On a recent trip, my son, Paul, and I had just finished one of several of our long philosophical discussions when he turned to me and said, ``You know, Dad, for an old guy, you're pretty cool."

I was startled, because I stopped worrying about coolness a long, long time ago. Isn't it curious, though, I thought, many terms and phrases have come and gone in the intervening 55 years since I was a cocky teenager, but "cool" still has the same general slang connotation today as it had then, although the essence of coolness is much different.

The notion of coolness has been closely associated with fashion-conscious youth who are well-attuned to freshly emerging trends, according to Matthew Garite, who teaches a course at Drake University in Iowa called The Hipster: A Cultural History of Cool.

The term ``cool" had its origins in the jazz age of the 1920s and '30s when music was so hot that it was ``cool." I remember as a 5-year-old kid that I had a T-shirt that had a picture of jazz and big-band drummer Gene Krupa with the words ``Cool Cat" emblazoned in big letters.

When I became a teenager, I wanted to sizzle on the Cool Meter. My goal was to ooze coolness. Whether I was sporting my blue-tinted sunglasses (shades) or my stand-at-attention crew cut, the name of the game was to attract attention without making a jerk of yourself.

"Cool" then was pegged pants, sometimes with a stripe down the side, turned up collar, chartreuse jacket and white bucks or blue suede shoes.

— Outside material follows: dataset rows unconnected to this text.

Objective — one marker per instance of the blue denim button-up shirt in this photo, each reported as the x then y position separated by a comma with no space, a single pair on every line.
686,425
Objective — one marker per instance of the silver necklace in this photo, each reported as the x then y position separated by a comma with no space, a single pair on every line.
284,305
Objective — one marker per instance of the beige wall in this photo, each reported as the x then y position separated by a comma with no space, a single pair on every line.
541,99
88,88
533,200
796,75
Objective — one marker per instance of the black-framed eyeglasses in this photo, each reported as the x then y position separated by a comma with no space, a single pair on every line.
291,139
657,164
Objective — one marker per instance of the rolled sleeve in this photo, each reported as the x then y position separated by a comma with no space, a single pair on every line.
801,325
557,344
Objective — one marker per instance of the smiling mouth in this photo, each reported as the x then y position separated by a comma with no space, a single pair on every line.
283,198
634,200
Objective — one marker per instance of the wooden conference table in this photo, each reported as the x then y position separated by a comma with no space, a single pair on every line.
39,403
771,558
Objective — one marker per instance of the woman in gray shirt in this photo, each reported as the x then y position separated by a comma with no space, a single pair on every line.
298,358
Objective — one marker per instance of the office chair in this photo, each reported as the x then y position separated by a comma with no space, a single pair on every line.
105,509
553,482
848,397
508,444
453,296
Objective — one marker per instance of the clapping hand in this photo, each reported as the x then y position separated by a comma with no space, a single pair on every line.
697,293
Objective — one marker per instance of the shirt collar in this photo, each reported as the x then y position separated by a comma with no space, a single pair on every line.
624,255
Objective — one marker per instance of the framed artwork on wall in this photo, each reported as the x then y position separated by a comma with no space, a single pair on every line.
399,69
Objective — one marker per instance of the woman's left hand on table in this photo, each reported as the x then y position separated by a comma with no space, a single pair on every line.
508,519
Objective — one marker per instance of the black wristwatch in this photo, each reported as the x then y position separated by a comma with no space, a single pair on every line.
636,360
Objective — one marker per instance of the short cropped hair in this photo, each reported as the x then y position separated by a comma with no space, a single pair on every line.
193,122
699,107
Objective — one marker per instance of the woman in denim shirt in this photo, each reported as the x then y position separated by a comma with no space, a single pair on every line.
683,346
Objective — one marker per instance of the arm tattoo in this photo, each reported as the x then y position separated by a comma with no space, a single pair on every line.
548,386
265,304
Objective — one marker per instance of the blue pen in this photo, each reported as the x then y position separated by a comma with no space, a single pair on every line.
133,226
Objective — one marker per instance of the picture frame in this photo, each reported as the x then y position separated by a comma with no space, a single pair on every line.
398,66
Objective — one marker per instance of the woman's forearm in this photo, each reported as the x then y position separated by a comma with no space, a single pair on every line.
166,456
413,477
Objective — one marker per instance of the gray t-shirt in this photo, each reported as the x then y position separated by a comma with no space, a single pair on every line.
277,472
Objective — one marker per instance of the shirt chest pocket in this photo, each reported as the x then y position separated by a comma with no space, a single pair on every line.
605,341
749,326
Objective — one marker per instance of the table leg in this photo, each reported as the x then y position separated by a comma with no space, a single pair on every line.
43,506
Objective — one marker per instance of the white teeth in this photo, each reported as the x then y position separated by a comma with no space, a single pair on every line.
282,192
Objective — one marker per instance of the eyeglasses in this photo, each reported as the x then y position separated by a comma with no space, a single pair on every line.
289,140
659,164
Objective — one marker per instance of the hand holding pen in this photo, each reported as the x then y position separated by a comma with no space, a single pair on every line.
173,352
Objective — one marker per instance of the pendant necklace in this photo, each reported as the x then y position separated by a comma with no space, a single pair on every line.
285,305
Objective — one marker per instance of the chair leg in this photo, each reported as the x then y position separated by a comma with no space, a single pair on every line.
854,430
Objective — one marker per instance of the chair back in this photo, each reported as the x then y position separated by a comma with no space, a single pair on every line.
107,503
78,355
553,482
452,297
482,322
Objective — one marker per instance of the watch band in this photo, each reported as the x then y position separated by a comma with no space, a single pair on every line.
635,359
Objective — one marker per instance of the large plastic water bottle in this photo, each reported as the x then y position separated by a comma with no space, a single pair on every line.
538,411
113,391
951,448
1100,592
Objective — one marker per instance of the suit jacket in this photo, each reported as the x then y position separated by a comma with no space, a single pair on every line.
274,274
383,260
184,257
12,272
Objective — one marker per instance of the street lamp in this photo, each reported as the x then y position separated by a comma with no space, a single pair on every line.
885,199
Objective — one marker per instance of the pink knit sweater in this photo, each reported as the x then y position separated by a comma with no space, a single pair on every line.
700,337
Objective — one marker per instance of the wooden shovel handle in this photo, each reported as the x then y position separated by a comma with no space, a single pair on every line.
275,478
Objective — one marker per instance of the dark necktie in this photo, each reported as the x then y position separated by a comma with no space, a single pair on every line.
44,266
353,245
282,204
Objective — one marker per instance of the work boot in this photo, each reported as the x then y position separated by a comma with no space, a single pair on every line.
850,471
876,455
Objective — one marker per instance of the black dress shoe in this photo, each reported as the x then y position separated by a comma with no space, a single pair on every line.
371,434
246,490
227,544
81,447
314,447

"Cool" was putting a Camel behind your ear, tamping it on the back of your hand and lighting it by cupping your hands to prevent the wind from snuffing out the match or Zippo lighter,

"Cool" was rolling up your T-shirt sleeve and carrying around your pack of Luckies in it.

"Cool" was taking a bus to Philly to appear on Bandstand. If you were able to get a dance with one of the show's regulars, you hit the ``cool" jackpot.

"Cool" was being able to ``walk" a Slinky down the stairs or make a Duncan yoyo ``walk the dog."

"Cool" was being able to weasel your way into the poker game at Leonzi's gas station on West Ludlow Street in Summit Hill.

"Cool" was racking up the pool balls quickly and with showmanship at Dickman's Pool Hall in Summit Hill.

"Cool" was sneaking into the Capitol Theater in Summit Hill without the owner, Jacinto Lagos, catching you and calling your parents.

"Cool" was walking with a strut and moving your neck, arms and shoulders in a certain way that dripped just the right amount of arrogance without being obnoxious.

"Cool" was listening to radio stations WARM in Scranton and Cousin Brucie on WABC in New York play the Top 40 songs while making out with your girl in your car parked in some secluded spot.

"Cool" was being able to sing the lyrics of Witch Doctor ``oo-ee, oo-ah-ah, ting, ting, walla-walla bing bang" in a falsetto voice.

"Cool" was slow-dancing so close to the prettiest girl in your class that it brought a rebuke from the teacher chaperoning the school sock hop.

"Cool" was calling up one of the local grocers and asking whether he had Prince Albert in a can. When he said he did, you would say, ``Well, you better let him out," followed by hysteric laughing.

"Cool" was getting served at Chubby's Bar and Grill in Summit Hill by looking a lot older than you really were.

"Cool" was being one of the first to ``bum" a ride to Summit Hill after seeing a movie at the Palace Theatre in Lansford.

"Cool" was imitating Ralph Kramden (Jackie Gleason) on The Honeymooners: ``One of these days, Alice, POW, right in the kisser."

"Cool" was going steady and seeing what base you could get to with your girl at the Mahoning Drive-In Theater.

"Cool" was hanging out at Nick's, our favorite haunt in Summit Hill, for as long as you could without getting kicked out for not buying something within the time limit.

"Cool" was having a great car to drive. Thanks to mom and dad, mine was a red-and-white '55 Buick Roadmaster, two-door hardtop that was a guaranteed chick magnet.

"Cool" was being able to climb the greasy pole at the St. Gabe's celebration in Summit Hill and claiming the ham, bottle of whisky and $25 at the top of the pole, and, best of all, winning bragging rights for the rest of the year over your less-agile friends.

(Bruce Frassinelli is a 1957 graduate of Summit Hill High School who lives in Schnecksville with his wife, the former Marie Macaluso of New Columbus. Frassinelli is an adjunct instructor in the Social Sciences Department at Lehigh Carbon Community College.)